Modern machine learning methods have enabled major advances in big data analysis, but current state-of-the-art technology is not suited to the intricacies of surveys that use complex sampling methods. With the support of a three-year grant of $337,000 from the National Science Foundation, assistant professor of statistics Paul Parker will develop statistical and machine learning methods best suited to the analysis of complex surveys produced by federal statistical offices.
“We’re currently in this revolution in data science and machine learning where there are all these new methods that can analyze these huge data sets and do it really well, but they can’t necessarily be used off-the-shelf for this. survey datasets,” Parker says. “That’s because they usually rely on a simple random sample of the population, which isn’t the case with these types of surveys.”
This project will focus on a group of surveys produced by the National Center for Scientific and Technical Statistics (NCSES), such as the National Survey of College Graduates and the Survey of Earned Doctorates, which help inform key official population estimates. Rather than sampling a population with equal probability, these surveys and other federal surveys are typically over- or under-sampling of certain groups.
Parker will develop statistical methods for machine learning models specifically designed to take into account survey design, the unique way data is collected. He wants to take advantage of the ability of machine learning technology to create flexible data models that can often improve the accuracy of population estimates.

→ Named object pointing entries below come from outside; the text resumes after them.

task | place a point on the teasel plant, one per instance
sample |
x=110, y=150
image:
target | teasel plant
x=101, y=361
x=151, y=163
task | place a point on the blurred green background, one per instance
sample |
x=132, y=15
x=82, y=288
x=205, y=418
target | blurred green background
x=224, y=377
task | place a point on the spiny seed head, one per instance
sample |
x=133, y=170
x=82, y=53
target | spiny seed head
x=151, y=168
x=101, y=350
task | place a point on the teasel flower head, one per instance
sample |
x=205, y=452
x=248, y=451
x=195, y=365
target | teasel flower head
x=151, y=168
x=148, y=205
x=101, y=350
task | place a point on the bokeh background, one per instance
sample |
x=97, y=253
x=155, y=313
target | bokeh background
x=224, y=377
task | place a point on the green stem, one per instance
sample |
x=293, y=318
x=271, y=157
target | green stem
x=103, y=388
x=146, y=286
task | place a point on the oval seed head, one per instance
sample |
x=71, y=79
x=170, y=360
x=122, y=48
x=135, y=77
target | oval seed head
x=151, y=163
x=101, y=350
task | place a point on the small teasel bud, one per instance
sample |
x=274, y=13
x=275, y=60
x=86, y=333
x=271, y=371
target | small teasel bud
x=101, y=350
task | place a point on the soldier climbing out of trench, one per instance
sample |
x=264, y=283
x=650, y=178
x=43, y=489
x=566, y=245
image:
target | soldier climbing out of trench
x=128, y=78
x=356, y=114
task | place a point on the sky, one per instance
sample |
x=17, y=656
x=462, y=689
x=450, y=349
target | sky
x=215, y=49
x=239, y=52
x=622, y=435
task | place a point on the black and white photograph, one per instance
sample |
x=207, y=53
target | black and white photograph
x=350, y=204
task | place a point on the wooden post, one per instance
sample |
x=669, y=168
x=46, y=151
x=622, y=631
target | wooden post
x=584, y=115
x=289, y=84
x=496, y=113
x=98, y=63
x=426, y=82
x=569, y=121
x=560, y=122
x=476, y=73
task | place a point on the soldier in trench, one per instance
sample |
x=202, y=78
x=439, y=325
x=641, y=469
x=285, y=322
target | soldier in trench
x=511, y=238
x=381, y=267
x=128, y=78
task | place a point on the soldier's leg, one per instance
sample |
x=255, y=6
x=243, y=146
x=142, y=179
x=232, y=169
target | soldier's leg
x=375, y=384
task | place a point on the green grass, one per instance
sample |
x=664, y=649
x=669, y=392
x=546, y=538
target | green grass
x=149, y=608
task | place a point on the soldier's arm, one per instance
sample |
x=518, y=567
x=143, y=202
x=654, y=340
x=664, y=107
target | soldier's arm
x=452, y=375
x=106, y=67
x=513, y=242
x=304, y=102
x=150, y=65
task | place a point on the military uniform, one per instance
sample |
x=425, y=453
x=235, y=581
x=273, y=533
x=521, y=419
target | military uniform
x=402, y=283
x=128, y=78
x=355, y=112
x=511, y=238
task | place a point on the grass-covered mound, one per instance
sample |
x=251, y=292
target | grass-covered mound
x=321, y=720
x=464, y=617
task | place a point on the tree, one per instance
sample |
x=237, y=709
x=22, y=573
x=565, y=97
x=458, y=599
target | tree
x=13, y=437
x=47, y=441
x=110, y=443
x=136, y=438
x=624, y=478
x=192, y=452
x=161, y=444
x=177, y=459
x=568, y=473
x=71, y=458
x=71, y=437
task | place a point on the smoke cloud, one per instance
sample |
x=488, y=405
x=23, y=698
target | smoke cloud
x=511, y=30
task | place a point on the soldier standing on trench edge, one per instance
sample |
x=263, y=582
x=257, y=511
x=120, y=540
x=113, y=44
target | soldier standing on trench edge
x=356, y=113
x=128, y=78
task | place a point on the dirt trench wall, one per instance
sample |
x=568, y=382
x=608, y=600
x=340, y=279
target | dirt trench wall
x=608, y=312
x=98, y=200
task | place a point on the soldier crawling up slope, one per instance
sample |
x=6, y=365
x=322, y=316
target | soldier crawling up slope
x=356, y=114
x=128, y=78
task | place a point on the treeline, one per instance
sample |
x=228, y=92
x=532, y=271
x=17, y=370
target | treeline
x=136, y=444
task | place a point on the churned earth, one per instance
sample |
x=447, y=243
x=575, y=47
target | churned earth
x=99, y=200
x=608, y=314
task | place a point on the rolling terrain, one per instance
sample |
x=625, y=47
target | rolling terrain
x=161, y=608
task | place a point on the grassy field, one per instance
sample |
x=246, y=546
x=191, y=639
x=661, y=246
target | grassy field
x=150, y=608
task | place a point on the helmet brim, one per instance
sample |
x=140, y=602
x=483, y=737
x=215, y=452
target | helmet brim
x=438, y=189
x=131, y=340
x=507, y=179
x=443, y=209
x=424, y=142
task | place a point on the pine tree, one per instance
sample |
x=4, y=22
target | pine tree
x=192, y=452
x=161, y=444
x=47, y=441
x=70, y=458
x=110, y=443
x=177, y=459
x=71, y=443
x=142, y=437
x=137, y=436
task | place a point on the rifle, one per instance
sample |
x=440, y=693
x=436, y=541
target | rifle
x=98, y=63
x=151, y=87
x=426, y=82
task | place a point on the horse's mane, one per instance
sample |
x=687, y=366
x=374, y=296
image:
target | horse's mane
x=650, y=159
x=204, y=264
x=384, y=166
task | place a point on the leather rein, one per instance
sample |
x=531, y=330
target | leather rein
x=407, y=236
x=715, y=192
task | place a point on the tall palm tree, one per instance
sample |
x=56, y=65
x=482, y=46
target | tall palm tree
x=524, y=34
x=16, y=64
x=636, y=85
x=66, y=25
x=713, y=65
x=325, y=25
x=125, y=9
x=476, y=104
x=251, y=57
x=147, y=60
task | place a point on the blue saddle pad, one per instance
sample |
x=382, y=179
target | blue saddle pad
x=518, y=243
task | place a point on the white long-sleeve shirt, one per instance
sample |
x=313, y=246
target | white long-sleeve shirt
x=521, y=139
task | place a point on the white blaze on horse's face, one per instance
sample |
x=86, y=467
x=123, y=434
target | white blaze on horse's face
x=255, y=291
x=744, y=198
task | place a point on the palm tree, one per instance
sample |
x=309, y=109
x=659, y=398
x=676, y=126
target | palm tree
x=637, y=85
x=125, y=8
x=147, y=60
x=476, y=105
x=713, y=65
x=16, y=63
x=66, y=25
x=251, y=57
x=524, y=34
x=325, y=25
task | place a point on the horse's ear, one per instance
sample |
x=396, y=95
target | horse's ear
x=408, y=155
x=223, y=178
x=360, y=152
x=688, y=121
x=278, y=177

However, many machine learning models are often not equipped to provide key estimates of uncertainty in datasets, a shortcoming that Parker will address through the frameworks he develops.
†[The project addresses] two things: consider the study design, but also incorporate it into a statistical framework to generate those uncertainty estimates,” Parker said. “I think these are the two areas where our expertise will help improve these models.”
These new methods will benefit agencies tasked with producing population estimates from NCSES surveys, who are increasingly faced with a combination of limited resources and higher expectations for their jobs, Parker said. The improved estimates will also be useful to people interpreting and making policy or financing decisions based on the data produced.
Ultimately, Parker hopes these methods will be more broadly applicable to other federal statistical offices, as well as areas such as economics and sociology that deal with dependent research data sets.
This project is funded by the NSF’s National Center for Science and Engineering Statistics and will be a collaboration with lead researcher Scott Holan of the University of Missouri.